Nothing on the return trip was as soul-sapping as the long hill up to the Highlands on the outbound trip, and now the things we had missed while whipping down hills were available for our scenic pleasure as we grunted up hills. The descent of what had been the first hill after the ferry reassured us that it really had been a terrifyingly steep climb, and the last little uphill was a breeze, as we both knew that as soon as we rounded the corner, we would see the ferry terminal, and be done with riding uphill.
There was also a cafe where Rhonda bought and inhaled a full breakfast consisting of two eggs, two sausages, toast, and maybe some other things that disappeared into Rhonda too quickly to document. There was no concern about missing the ferry.
When the ferry arrived, they loaded vehicles first, which confused us a little, because we knew that the bikes were usually loaded at the front. Thepiguy has pointed out that you never have to remember where you parked your bike on the ferry. It's always at the front corner of the bottom car deck. And our loaded bikes wouldn't fit down between the lines of cars. When we were marshalled on board, the ferry worker indicated that we were to go up onto the second deck. Up? This was so exiting and unusual for a cyclist that for a moment we forgot the implication of the word "up." The ferry worker said we could walk or ride our bikes on the ferry. We wordlessly both elected to walk. We were quite done with riding uphill.

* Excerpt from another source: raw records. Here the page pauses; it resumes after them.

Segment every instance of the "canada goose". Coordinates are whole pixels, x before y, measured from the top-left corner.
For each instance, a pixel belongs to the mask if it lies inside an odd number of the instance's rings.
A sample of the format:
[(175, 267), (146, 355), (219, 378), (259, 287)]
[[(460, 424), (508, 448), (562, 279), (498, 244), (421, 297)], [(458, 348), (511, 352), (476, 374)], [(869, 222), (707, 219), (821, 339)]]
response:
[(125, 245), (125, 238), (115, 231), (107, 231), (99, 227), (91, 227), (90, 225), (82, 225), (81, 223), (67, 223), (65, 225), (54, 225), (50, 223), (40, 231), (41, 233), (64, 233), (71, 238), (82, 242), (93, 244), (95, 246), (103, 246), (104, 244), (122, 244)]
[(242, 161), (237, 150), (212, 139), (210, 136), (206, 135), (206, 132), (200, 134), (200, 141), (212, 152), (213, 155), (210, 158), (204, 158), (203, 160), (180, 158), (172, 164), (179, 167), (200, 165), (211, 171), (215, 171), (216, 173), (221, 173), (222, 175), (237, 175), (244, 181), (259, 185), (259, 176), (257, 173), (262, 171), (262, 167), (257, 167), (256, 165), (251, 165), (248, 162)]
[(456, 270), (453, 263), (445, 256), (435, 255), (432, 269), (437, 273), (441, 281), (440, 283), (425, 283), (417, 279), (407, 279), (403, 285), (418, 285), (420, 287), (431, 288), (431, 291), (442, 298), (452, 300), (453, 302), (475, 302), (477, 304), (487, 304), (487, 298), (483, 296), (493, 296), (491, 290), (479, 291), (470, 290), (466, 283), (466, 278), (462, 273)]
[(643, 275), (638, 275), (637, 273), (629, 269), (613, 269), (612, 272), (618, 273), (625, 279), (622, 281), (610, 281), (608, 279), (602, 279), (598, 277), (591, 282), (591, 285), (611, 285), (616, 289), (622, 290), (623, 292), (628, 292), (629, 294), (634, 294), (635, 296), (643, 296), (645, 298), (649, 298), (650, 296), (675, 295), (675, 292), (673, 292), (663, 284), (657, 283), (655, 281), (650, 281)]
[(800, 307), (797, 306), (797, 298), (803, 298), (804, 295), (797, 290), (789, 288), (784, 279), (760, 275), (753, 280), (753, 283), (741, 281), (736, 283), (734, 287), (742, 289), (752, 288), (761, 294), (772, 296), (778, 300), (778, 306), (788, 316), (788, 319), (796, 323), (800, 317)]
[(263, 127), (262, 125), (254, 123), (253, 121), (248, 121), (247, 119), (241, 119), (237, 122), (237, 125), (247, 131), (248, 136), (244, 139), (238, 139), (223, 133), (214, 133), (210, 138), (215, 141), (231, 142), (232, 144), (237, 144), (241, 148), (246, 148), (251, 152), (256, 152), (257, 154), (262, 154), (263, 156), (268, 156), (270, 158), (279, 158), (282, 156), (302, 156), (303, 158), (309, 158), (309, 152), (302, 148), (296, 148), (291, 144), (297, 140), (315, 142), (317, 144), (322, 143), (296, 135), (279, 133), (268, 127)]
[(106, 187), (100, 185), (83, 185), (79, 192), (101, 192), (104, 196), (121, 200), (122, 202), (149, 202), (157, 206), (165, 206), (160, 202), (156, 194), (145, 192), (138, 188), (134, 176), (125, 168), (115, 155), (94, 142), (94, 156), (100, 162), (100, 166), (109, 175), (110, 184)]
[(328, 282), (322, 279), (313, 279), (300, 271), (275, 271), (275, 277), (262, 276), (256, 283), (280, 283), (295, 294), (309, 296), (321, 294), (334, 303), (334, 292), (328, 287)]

On board the ferry we sat in seats next to a group of sixty-something year old women who thought we were very adventurous and interesting. We had an enjoyable chat which was mostly about American Idol, iPhones, and kids these days, but somehow was more substantial than that summary suggests.
From the ferry to the overnight parking lot was downhill and from then on the only pedal that needed to be pushed to get uphill was the accelerator. The border wait was minimal and Robyn dropped Rhonda off at the SkyTrain, making sure that she wouldn't have to ride uphill anymore today.
We were so thoroughly satisfied with our adventure that I don't think we were ever actually disappointed to have to class this adventure Coordinates not reached. I'm going to say it's Mother Nature, because we probably could have reached it through the park over Mount Constitution, had we had stronger constitutions and more daylight.
We had been unable to check the Friday coordinates because we had had no Internet for twenty-four hours. We had earlier discussed getting to an Internet cafe to find out if there was anything in Bellingham or Vancouver that we should try for on the way home, and joked that if the Bellingham point happened to fall on the I-5 our adventure report should be proof enough that we traversed it today.
But then we got home and saw where Friday's Bellingham coordinates had really been. In a parking lot. At the beach. Maybe ten kilometres from the Anacortes ferry terminal where we were. If only we had told the ladies on the ferry more about our sport and got them to look up today's coordinates on their iPhones. If only. Oh well. On to the next geohash.